This is indicated by a study led by Marco Calabria, a researcher in the Cognitive Neurolab group of Health Sciences Studies at the Open University of Catalonia (Open University of Catalonia, UOC).

The first results of the study Effect Mozart and memory in patients with cognitive impairment, point out that listening to classical music in the background while doing memory exercises does not improve or worsen the learning level of people with mild cognitive impairment. On the other hand, it has also been seen that listening to more activating music could have a positive effect on people who are accustomed to using music as an emotional regulator in their daily lives, a fact that opens up the possibility of new hypotheses and research.

The study has been carried out with patients from the Neuropsychology Unit of the Hospital de Sant Pau and has had the collaboration of researchers from this Barcelona hospital, the Concordia University in Canada and the Gregorio Marañón Health Research Institute in Madrid, in Spain.

“We have not found a general repercussion on the effect of music in the sense that it favors or impairs learning in cases of mild cognitive impairment, but we have seen that this would be individually modulated. If people habitually use music as an emotional regulator in their daily life, for example, to be calmer or to keep them company, it will be easier for them to get a new benefit from music when they have to do new learning”, explains Marco Calabria, doctor in psychobiology.

Listening to activating music could have a positive effect on memory in people who have used it in the past as an emotional regulator. (Illustration: Amazings/NCYT)

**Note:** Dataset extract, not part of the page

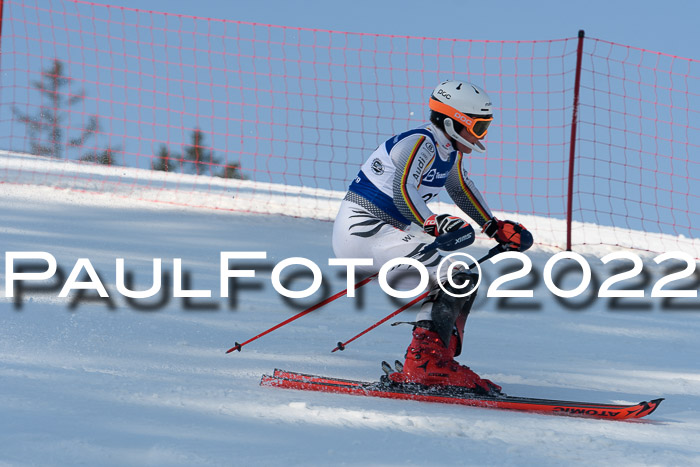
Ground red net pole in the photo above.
[566,29,585,251]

The study has been carried out with people with mild cognitive impairment of the amnesic type, that is to say, who have memory problems due to the effect of a neurodegeneration principle that is more specific in the parts of the brain where aspects of learning and memory are worked on. The experiments consisted of observing twenty-four photographs of human faces with the instruction to memorize them and, ten minutes later, reviewing a new series of images with the previous twenty-four and twenty-four new ones to try to identify those that had already been seen before.

The first test was done listening to classical music in the information consolidation phase, but not in the recovery phase, while in the second exercise it was repeated with the auditory stimulus in both. However, regarding the results, no significant differences were found.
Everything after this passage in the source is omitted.